The trade deficit widened further in the first quarter, acting as a brake on growth for the sixth consecutive quarter. Imports climbed by 14.7 percent, more than offsetting a 7.0 percent increase in exports. This boosted the trade gap by $42.1 billion in real terms to $663.2 billion and shaved 1.5 percentage points off the first-quarter advance in real GDP. The strong performance of the U.S. economy compared to its major trading partners is partly responsible for the growing deficit.
Inflation has shaded higher over the past year, boosted in part by rising oil prices. The consumer price index rose by 3.1 percent over the year ending in March, up from a 1.7 percent increase in the year-earlier period. Core inflation has also accelerated modestly but remains contained at 2.3 percent.
The rise in energy prices has affected the U.S. economy in other dimensions as well. The one-month futures price of West Texas Intermediate crude oil spiked to a new monthly high of $54.63 per barrel in March, up more than $6.50 from the prior month's average, and on the first day of April soared to a record $57.27 per barrel. Retail gasoline prices averaged close to $2.25 per gallon in April, an all-time high that exceeded year-ago levels by about 45 cents. By cutting into real wages, weighing on consumer confidence, and heightening business uncertainty, energy prices have exerted a drag on economic activity that became visible at the end of the first quarter. So far, the economy has shown considerable resilience in the face of an approximate doubling of oil prices over the past 2-1/2 years but some tempering of growth is consistent with both modeling results and past experience.

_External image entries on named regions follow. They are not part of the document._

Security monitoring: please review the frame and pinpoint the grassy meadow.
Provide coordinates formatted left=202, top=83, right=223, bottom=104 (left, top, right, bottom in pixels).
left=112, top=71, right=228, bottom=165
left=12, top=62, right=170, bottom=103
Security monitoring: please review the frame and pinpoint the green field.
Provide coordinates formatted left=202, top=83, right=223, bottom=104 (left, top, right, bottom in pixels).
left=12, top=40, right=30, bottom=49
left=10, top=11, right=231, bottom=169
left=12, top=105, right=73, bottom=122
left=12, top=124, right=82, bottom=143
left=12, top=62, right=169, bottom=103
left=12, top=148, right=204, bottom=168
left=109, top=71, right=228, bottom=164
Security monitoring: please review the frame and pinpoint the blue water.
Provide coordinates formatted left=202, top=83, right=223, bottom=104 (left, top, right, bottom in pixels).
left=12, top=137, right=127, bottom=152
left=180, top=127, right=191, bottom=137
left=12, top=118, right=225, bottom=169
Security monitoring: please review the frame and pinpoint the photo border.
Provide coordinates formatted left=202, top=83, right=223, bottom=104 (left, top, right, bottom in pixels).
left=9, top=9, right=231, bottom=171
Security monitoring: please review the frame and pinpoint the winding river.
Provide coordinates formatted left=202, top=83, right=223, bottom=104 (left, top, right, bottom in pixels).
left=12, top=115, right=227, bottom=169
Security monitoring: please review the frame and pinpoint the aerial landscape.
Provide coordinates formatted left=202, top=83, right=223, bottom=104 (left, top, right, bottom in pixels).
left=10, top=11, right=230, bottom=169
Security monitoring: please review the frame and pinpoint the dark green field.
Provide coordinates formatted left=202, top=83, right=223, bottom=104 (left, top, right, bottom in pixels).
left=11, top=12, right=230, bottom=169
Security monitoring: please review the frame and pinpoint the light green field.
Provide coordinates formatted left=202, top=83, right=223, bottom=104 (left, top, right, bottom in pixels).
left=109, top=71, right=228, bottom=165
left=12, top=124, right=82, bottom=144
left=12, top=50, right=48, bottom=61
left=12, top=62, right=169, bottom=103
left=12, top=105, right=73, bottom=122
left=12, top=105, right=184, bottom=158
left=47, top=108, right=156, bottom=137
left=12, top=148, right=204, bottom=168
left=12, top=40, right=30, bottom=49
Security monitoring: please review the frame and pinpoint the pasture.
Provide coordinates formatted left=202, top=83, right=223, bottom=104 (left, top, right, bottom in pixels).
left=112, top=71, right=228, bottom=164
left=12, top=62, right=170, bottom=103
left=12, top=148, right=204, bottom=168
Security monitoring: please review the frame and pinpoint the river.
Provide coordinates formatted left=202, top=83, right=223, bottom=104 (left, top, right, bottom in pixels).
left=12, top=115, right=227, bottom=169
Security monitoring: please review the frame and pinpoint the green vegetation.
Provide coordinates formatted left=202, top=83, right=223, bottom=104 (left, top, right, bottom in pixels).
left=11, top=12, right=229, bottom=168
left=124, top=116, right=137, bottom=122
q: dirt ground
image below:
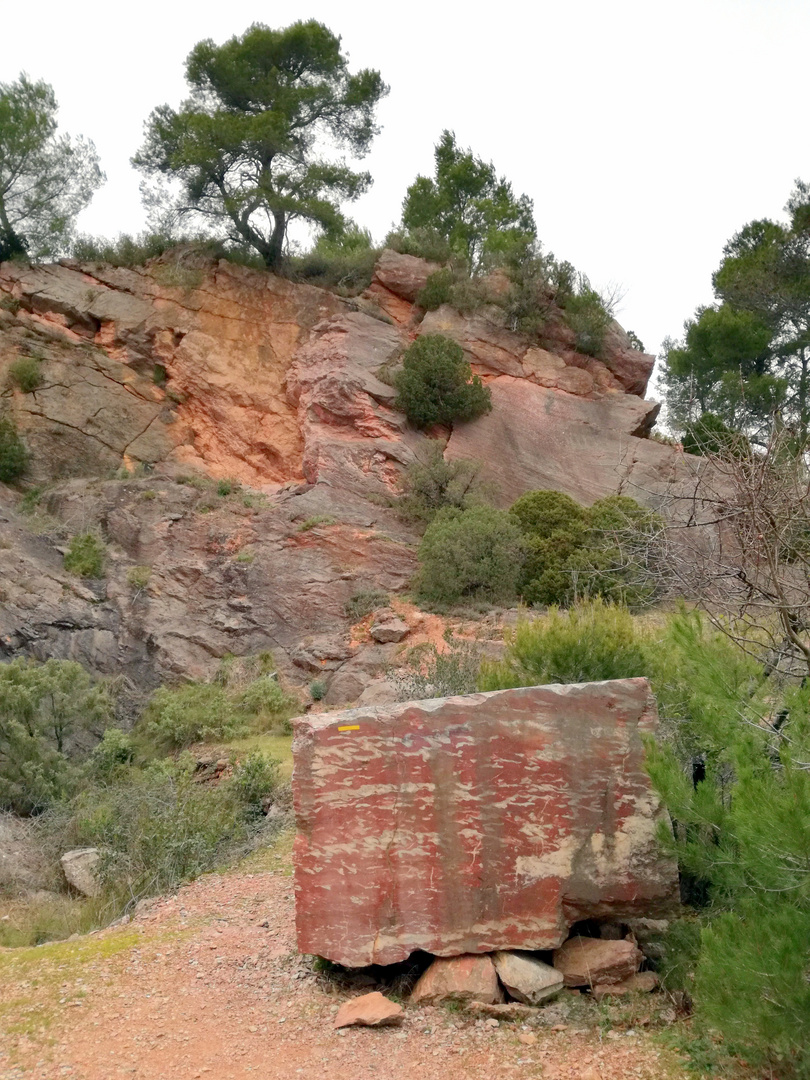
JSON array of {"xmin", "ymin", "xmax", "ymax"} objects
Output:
[{"xmin": 0, "ymin": 854, "xmax": 683, "ymax": 1080}]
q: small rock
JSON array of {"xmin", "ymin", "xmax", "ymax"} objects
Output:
[
  {"xmin": 369, "ymin": 611, "xmax": 408, "ymax": 645},
  {"xmin": 467, "ymin": 1001, "xmax": 537, "ymax": 1021},
  {"xmin": 591, "ymin": 971, "xmax": 658, "ymax": 1000},
  {"xmin": 410, "ymin": 955, "xmax": 503, "ymax": 1004},
  {"xmin": 554, "ymin": 937, "xmax": 643, "ymax": 986},
  {"xmin": 492, "ymin": 951, "xmax": 563, "ymax": 1005},
  {"xmin": 334, "ymin": 990, "xmax": 405, "ymax": 1027},
  {"xmin": 59, "ymin": 848, "xmax": 102, "ymax": 896}
]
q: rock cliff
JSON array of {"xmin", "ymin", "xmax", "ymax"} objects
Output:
[{"xmin": 0, "ymin": 249, "xmax": 688, "ymax": 700}]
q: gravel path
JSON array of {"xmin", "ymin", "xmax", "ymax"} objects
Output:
[{"xmin": 0, "ymin": 870, "xmax": 683, "ymax": 1080}]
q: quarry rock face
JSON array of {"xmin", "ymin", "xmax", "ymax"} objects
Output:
[{"xmin": 293, "ymin": 679, "xmax": 678, "ymax": 967}]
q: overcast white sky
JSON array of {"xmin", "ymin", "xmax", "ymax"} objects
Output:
[{"xmin": 0, "ymin": 0, "xmax": 810, "ymax": 352}]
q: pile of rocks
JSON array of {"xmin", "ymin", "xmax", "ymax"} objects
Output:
[{"xmin": 335, "ymin": 923, "xmax": 665, "ymax": 1027}]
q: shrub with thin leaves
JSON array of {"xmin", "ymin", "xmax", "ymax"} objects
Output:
[
  {"xmin": 415, "ymin": 507, "xmax": 524, "ymax": 607},
  {"xmin": 648, "ymin": 612, "xmax": 810, "ymax": 1080},
  {"xmin": 510, "ymin": 490, "xmax": 661, "ymax": 607},
  {"xmin": 396, "ymin": 440, "xmax": 488, "ymax": 525},
  {"xmin": 9, "ymin": 356, "xmax": 42, "ymax": 394},
  {"xmin": 394, "ymin": 334, "xmax": 492, "ymax": 428},
  {"xmin": 393, "ymin": 629, "xmax": 482, "ymax": 701},
  {"xmin": 0, "ymin": 660, "xmax": 112, "ymax": 814},
  {"xmin": 478, "ymin": 599, "xmax": 649, "ymax": 690},
  {"xmin": 0, "ymin": 416, "xmax": 28, "ymax": 484},
  {"xmin": 63, "ymin": 532, "xmax": 106, "ymax": 578}
]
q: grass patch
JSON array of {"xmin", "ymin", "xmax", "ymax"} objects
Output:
[
  {"xmin": 9, "ymin": 356, "xmax": 42, "ymax": 394},
  {"xmin": 222, "ymin": 734, "xmax": 293, "ymax": 780}
]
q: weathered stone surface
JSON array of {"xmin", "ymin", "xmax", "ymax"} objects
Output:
[
  {"xmin": 410, "ymin": 956, "xmax": 503, "ymax": 1005},
  {"xmin": 445, "ymin": 376, "xmax": 702, "ymax": 509},
  {"xmin": 335, "ymin": 990, "xmax": 405, "ymax": 1027},
  {"xmin": 467, "ymin": 1001, "xmax": 537, "ymax": 1021},
  {"xmin": 554, "ymin": 937, "xmax": 644, "ymax": 986},
  {"xmin": 0, "ymin": 811, "xmax": 54, "ymax": 896},
  {"xmin": 591, "ymin": 971, "xmax": 658, "ymax": 1001},
  {"xmin": 492, "ymin": 950, "xmax": 563, "ymax": 1005},
  {"xmin": 419, "ymin": 305, "xmax": 529, "ymax": 377},
  {"xmin": 373, "ymin": 247, "xmax": 440, "ymax": 303},
  {"xmin": 0, "ymin": 479, "xmax": 416, "ymax": 695},
  {"xmin": 368, "ymin": 611, "xmax": 408, "ymax": 645},
  {"xmin": 59, "ymin": 848, "xmax": 102, "ymax": 896},
  {"xmin": 293, "ymin": 679, "xmax": 677, "ymax": 967}
]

Persistently high fuel prices highlight the need to implement the Administration's proposals to bolster domestic energy supplies and adopt technologies to use energy more efficiently, particularly in light of the rise in energy demand from the developing world. Strong growth in consumption among emerging economies is one of the factors that is putting considerable upward pressure on energy prices. It is therefore imperative that we assist rapidly growing countries like China and India in developing cleaner, more efficient technologies to reduce their own demand. By sharing our knowledge, we will contribute to the conservation of energy resources, helping to restrain prices and preserve the environment.
Unless oil prices surge sharply higher, the economy appears well-equipped to weather any loss in momentum we may be experiencing currently. The unemployment rate is low, inflation remains contained, and productivity continues to rise. The strength of these underlying fundamentals suggests that the economy is poised to grow at a healthy rate for the remainder of the year.